Member of Parliament for Kilgoris Constituency
- In office 8 August 2022 – Incumbent

Member of Parliament for Kilgoris Constituency
- In office 1992–2002

Minister of Internal Security

Kenya’s Envoy to China

Personal details
- Born: Kenya
- Education: University of Nairobi (LLB)
- Alma mater: University of Nairobi
- Occupation: Politician, Lawyer

= Julius Lekakeny Sunkuli =

Kenyan politician

Julius Lekakeny Sunkuli is a Kenyan politician.
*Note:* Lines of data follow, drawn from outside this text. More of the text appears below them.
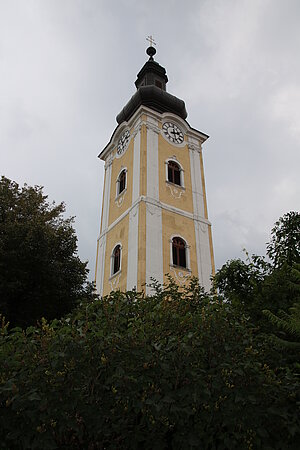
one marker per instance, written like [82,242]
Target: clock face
[173,133]
[123,142]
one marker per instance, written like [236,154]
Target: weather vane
[151,40]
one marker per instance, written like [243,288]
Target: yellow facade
[117,235]
[168,193]
[120,203]
[145,217]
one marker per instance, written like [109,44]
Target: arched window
[174,173]
[116,259]
[179,252]
[121,182]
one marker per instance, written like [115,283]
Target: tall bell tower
[154,213]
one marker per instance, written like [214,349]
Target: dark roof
[154,98]
[151,92]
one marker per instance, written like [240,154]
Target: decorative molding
[152,127]
[194,147]
[203,227]
[114,281]
[120,198]
[137,129]
[175,189]
[142,198]
[181,275]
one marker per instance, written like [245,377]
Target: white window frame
[175,160]
[187,253]
[118,182]
[112,260]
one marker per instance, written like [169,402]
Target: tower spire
[151,50]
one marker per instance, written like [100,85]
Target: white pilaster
[154,253]
[136,164]
[105,215]
[198,199]
[152,159]
[104,225]
[133,245]
[100,264]
[201,234]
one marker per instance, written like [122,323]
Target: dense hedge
[171,371]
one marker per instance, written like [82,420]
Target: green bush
[177,370]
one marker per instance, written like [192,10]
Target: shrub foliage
[177,370]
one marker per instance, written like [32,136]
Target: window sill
[115,275]
[120,195]
[185,269]
[175,185]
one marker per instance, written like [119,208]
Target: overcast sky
[67,68]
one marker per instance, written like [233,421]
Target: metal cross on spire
[151,40]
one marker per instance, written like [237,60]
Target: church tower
[154,213]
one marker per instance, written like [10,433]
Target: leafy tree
[289,323]
[40,272]
[177,370]
[284,247]
[257,284]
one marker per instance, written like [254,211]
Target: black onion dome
[151,92]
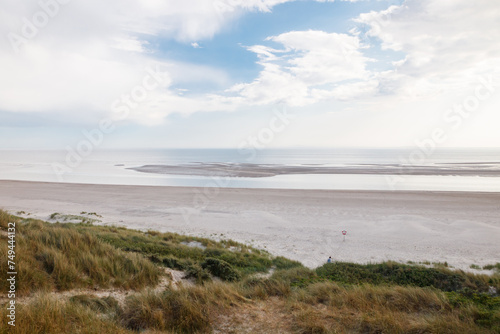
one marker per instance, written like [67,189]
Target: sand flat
[458,227]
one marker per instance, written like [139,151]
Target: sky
[263,73]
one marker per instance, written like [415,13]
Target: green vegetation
[230,290]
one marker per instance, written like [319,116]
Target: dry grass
[57,257]
[47,314]
[186,310]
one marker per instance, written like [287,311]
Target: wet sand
[306,225]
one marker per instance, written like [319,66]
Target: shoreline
[460,228]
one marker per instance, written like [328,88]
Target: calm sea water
[110,167]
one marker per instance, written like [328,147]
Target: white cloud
[448,44]
[307,68]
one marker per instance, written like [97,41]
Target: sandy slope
[460,228]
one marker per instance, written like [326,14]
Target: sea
[112,167]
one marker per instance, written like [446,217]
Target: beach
[460,228]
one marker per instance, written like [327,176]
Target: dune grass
[334,298]
[58,257]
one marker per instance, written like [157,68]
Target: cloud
[447,44]
[306,67]
[77,57]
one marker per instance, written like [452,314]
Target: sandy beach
[306,225]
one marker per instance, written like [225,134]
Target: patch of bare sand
[172,279]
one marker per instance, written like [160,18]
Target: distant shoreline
[461,228]
[269,170]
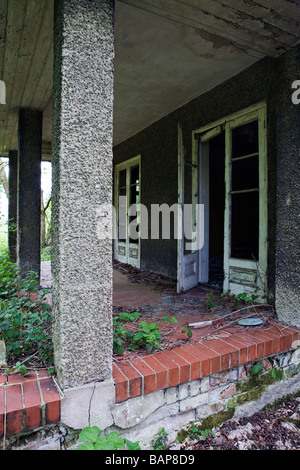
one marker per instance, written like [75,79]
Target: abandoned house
[187,108]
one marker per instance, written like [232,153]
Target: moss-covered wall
[157,145]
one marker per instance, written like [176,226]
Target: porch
[188,378]
[93,85]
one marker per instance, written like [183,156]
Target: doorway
[232,187]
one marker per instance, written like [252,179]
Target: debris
[201,324]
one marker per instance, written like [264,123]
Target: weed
[210,303]
[146,336]
[25,317]
[194,432]
[160,441]
[256,369]
[92,439]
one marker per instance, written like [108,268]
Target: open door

He is currently a member of parliament in the National Assembly Representing Kilgoris constituency having been elected back on 8 August 2022. He previously represented the Kilgoris Constituency in the National Assembly of Kenya in between 1992 and 2002. He went to Kilgoris Secondary school between 1978 and 1981 where he later joined University of Nairobi where he studied LLB. He went to kericho law court and served as a judge before joining politics in 1992. He was Minister of State for Defence from 2000 to 2003. He was recently Kenya's envoy to China, prior to resigning to the Narok County senator's seat in the 2013 general election

In August 2022, the former internal security minister Julius Sunkuli has made a comeback to elective politics as Kilgoris MP-elect after 20 years outside Parliament.

==Rape Allegations==
In 1999, two schoolgirls claimed they had been raped by Mr Sunkuli, who was then a cabinet minister in the government of Daniel Arap Moi . Sunkuli is alleged to have offered money for an abortion, but the girl, a fourteen-year-old named Florence, decided to keep her baby. A catholic priest John Anthony Kaiser put the girls in touch with the Kenyan Federation of Women Lawyers, FIDA-Kenya. The attorneys submitted the evidence to the government, but Sunkuli was never charged. Instead, police stormed the building where the girls were hiding.